This is an automated email from the ASF dual-hosted git repository.
etseidl pushed a commit to branch main
in repository https://gitbox.apache.org/repos/asf/arrow-rs.git
The following commit(s) were added to refs/heads/main by this push:
new ba7dada819 fix(parquet): avoid panic on ColumnIndex length mismatch
(#9833)
ba7dada819 is described below
commit ba7dada81907e675beabacbe23101ff6efc342de
Author: pchintar <[email protected]>
AuthorDate: Tue Apr 28 20:00:09 2026 -0400
fix(parquet): avoid panic on ColumnIndex length mismatch (#9833)
# Which issue does this PR close?
- Closes #9832 .
# Rationale for this change
In `parquet/src/file/page_index/column_index.rs`, `ColumnIndex` decoding
assumes that page-aligned arrays (`null_pages`, `min_values`,
`max_values`, and optional arrays) have matching lengths, but this is
not validated.
As a result, malformed metadata can trigger an out-of-bounds panic
during decoding instead of returning a `ParquetError`. Since parquet
files are external input, this should be handled safely.
# What changes are included in this PR?
* Added validation in:
* `PrimitiveColumnIndex::try_new`
* `ByteArrayColumnIndex::try_new`
* Ensures:
* `min_values.len() == null_pages.len()`
* `max_values.len() == null_pages.len()`
* optional arrays (`null_counts`, histograms) are consistent with page
count
* Returns `ParquetError` on mismatch instead of panicking
# Are these changes tested?
Yes.
Added a unit test:
* `test_column_index_rejects_mismatched_min_max_lengths`
This constructs a `ColumnIndex` with mismatched lengths and verifies
that decoding returns an error instead of panicking.

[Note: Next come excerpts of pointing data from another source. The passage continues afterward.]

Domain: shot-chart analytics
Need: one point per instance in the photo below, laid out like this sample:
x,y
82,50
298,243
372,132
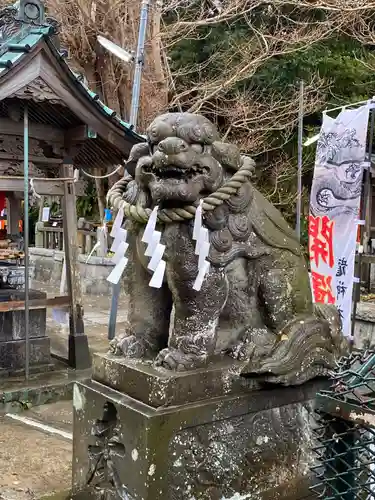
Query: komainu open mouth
x,y
175,172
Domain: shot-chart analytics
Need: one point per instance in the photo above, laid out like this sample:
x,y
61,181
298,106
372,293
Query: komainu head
x,y
183,159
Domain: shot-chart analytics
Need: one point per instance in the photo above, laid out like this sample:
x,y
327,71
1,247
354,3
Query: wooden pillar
x,y
99,184
79,355
13,213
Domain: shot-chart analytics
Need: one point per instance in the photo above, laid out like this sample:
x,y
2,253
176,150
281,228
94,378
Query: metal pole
x,y
26,232
133,121
299,174
139,61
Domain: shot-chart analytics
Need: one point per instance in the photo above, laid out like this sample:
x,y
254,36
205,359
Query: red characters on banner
x,y
322,288
321,240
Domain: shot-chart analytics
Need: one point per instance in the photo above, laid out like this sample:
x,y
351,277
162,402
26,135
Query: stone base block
x,y
242,445
13,355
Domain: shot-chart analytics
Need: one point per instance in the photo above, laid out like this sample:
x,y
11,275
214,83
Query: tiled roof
x,y
19,35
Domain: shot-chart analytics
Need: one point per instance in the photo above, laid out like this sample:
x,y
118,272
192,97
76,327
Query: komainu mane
x,y
255,303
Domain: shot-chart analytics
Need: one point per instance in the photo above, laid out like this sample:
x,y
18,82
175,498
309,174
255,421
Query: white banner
x,y
334,209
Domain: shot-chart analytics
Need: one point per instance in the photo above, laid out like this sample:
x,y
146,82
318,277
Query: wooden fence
x,y
49,237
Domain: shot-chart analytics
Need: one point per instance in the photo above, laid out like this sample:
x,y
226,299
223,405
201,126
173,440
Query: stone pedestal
x,y
146,433
13,335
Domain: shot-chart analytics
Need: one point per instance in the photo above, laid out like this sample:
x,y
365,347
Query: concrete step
x,y
17,394
35,461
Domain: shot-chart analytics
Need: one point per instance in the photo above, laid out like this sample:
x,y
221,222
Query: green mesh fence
x,y
345,431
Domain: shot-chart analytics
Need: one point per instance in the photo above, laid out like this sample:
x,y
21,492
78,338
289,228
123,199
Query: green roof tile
x,y
13,49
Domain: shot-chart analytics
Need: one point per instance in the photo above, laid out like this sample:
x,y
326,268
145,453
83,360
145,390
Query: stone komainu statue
x,y
255,303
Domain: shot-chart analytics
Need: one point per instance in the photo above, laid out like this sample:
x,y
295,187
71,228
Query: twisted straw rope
x,y
167,215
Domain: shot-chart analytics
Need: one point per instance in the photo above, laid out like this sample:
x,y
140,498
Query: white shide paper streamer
x,y
119,246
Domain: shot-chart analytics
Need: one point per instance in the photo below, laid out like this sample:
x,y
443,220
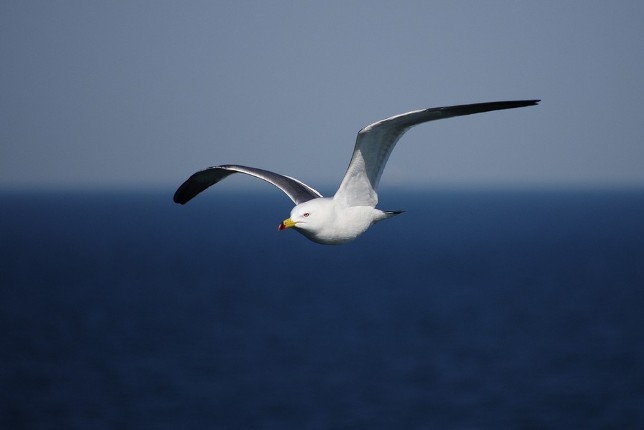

# Are there any user-facing changes?
No.
---
parquet/src/file/page_index/column_index.rs | 80 +++++++++++++++++++++++++++++
1 file changed, 80 insertions(+)
diff --git a/parquet/src/file/page_index/column_index.rs
b/parquet/src/file/page_index/column_index.rs
index d005044332..9613292825 100644
--- a/parquet/src/file/page_index/column_index.rs
+++ b/parquet/src/file/page_index/column_index.rs
@@ -106,6 +106,36 @@ impl<T: ParquetValueType> PrimitiveColumnIndex<T> {
) -> Result<Self> {
let len = null_pages.len();
+ if min_bytes.len() != len || max_bytes.len() != len {
+ return Err(ParquetError::General(format!(
+ "ColumnIndex min/max length mismatch: expected {len}, got
min={} max={}",
+ min_bytes.len(),
+ max_bytes.len()
+ )));
+ }
+ if let Some(ref nc) = null_counts {
+ if nc.len() != len {
+ return Err(ParquetError::General(format!(
+ "ColumnIndex null_counts length mismatch: expected {len},
got {}",
+ nc.len()
+ )));
+ }
+ }
+ if let Some(ref rep) = repetition_level_histograms {
+ if len != 0 && rep.len() % len != 0 {
+ return Err(ParquetError::General(
+ "Invalid repetition_level_histograms length".to_string(),
+ ));
+ }
+ }
+ if let Some(ref def) = definition_level_histograms {
+ if len != 0 && def.len() % len != 0 {
+ return Err(ParquetError::General(
+ "Invalid definition_level_histograms length".to_string(),
+ ));
+ }
+ }
+
let mut min_values = Vec::with_capacity(len);
let mut max_values = Vec::with_capacity(len);
@@ -295,6 +325,36 @@ impl ByteArrayColumnIndex {
) -> Result<Self> {
let len = null_pages.len();
+ if min_values.len() != len || max_values.len() != len {
+ return Err(ParquetError::General(format!(
+ "ColumnIndex min/max length mismatch: expected {len}, got
min={} max={}",
+ min_values.len(),
+ max_values.len()
+ )));
+ }
+ if let Some(ref nc) = null_counts {
+ if nc.len() != len {
+ return Err(ParquetError::General(format!(
+ "ColumnIndex null_counts length mismatch: expected {len},
got {}",
+ nc.len()
+ )));
+ }
+ }
+ if let Some(ref rep) = repetition_level_histograms {
+ if len != 0 && rep.len() % len != 0 {
+ return Err(ParquetError::General(
+ "Invalid repetition_level_histograms length".to_string(),
+ ));
+ }
+ }
+ if let Some(ref def) = definition_level_histograms {
+ if len != 0 && def.len() % len != 0 {
+ return Err(ParquetError::General(
+ "Invalid definition_level_histograms length".to_string(),
+ ));
+ }
+ }
+
let min_len = min_values.iter().map(|&v| v.len()).sum();
let max_len = max_values.iter().map(|&v| v.len()).sum();
let mut min_bytes = vec![0u8; min_len];
@@ -738,4 +798,24 @@ mod tests {
"Parquet error: error converting value, expected 4 bytes got 0"
);
}
+
+ #[test]
+ fn test_column_index_rejects_mismatched_min_max_lengths() {
+ // Two pages, but only one min/max entry. The entry itself is valid
i32 bytes,
+ // so this specifically checks that lengths must match the number of
pages.
+ let column_index = ThriftColumnIndex {
+ null_pages: vec![false, false],
+ min_values: vec![&[1u8, 0, 0, 0]],
+ max_values: vec![&[10u8, 0, 0, 0]],
+ null_counts: None,
+ repetition_level_histograms: None,
+ definition_level_histograms: None,
+ boundary_order: BoundaryOrder::UNORDERED,
+ };
+
+ // ColumnIndex arrays must align with the number of pages
(null_pages.len()).
+ let err =
PrimitiveColumnIndex::<i32>::try_from_thrift(column_index).unwrap_err();
+ // Should fail because min/max lengths don’t match null_pages
+ assert!(err.to_string().contains("length mismatch"));
+ }
}